The KCC issued a financing order on October 25, 2022, which authorizes us to securitize, through the issuance of bonds, $118.5 million, which includes the carrying costs and estimated interest related to the securitization over a time period not to exceed 12 years. We expect the issuance of bonds to take place in the second quarter of fiscal 2023. Because we intend to securitize these costs and recover over several years, we have recorded the regulatory asset for Kansas as a long-term asset in deferred charges and other assets as of September 30, 2022.
Texas
On June 16, 2021, House Bill 1520 became effective. House Bill 1520 authorizes the RRC to issue a statewide securitization financing order directing the Texas Public Finance authority to issue bonds (customer rate relief bonds) for gas utilities that choose to participate to recover extraordinary costs incurred to secure gas supply and to provide service during Winter Storm Uri, and to restore gas utility systems after that event, thereby providing rate relief to customers by extending the period during which these extraordinary costs would otherwise be recovered and supporting the financial strength and stability of gas utility companies.
The legislation required natural gas utilities seeking to participate in the securitization program to file an application with the RRC and submit extraordinary gas costs incurred during Winter Storm Uri for a prudency review by July 30, 2021. We filed our application with the RRC on July 30, 2021 to securitize $2.0 billion of extraordinary gas costs incurred during Winter Storm Uri.
On November 10, 2021, the RRC issued a Final Determination of the Regulatory Asset (the Final Determination).

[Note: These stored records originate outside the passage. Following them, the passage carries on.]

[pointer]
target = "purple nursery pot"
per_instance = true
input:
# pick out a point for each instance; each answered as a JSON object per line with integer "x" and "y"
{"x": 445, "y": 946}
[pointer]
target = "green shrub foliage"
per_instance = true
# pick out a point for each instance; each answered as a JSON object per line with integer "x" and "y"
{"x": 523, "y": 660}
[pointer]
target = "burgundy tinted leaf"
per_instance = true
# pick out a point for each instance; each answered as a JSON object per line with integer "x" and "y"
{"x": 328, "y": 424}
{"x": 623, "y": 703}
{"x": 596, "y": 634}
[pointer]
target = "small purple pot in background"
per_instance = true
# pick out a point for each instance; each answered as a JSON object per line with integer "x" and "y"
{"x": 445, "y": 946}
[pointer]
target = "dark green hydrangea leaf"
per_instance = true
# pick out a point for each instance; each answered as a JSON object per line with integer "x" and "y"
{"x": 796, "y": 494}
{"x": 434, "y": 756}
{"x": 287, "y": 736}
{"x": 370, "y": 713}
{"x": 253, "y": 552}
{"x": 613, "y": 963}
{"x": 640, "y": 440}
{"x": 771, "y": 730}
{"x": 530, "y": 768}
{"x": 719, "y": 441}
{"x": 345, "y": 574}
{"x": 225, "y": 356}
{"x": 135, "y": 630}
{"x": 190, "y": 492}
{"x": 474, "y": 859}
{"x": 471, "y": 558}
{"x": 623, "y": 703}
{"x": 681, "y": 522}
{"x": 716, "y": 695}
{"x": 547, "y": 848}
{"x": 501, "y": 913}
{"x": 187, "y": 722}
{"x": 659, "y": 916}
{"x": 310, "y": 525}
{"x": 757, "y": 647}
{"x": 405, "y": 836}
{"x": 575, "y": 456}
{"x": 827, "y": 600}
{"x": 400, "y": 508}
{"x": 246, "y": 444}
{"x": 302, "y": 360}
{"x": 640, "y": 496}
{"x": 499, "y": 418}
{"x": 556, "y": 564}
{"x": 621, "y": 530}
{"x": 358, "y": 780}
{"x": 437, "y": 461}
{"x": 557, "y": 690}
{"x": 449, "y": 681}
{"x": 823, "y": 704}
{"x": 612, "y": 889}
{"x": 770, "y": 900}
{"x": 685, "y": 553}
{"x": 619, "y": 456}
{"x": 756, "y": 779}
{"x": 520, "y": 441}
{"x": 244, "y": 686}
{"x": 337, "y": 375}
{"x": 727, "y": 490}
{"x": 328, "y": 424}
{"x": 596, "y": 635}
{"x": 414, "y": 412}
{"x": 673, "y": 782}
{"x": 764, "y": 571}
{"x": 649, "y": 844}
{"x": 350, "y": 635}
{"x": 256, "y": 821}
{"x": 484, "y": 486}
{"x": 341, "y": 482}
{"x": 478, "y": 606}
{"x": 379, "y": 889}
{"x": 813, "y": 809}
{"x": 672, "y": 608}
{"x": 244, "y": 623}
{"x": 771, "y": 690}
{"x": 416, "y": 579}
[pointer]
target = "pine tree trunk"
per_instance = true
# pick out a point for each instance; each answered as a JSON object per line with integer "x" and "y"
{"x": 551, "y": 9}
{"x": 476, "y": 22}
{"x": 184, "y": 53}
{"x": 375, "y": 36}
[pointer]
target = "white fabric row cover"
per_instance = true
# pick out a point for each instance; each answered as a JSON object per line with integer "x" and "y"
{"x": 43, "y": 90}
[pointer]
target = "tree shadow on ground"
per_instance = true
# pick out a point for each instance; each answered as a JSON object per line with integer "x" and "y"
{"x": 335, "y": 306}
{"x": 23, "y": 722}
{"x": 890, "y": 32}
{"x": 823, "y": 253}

The Final Determination stipulates that all of our gas and storage costs were prudently incurred. Additionally, the Final Determination permits us to defer, through December 31, 2021 our actual carrying costs associated with the $2.2 billion of incremental financing issued in March 2021 and to recover approximately $0.6 million of our administrative costs.
On February 8, 2022, the RRC issued a financing order that authorizes the Texas Public Financing Authority to issue customer rate relief bonds to securitize the costs that were approved in the Final Determination over a period not to exceed 30 years. Upon receipt of the securitization funds we will repay the $2.2 billion in public notes issued to finance the incremental gas costs incurred during Winter Storm Uri.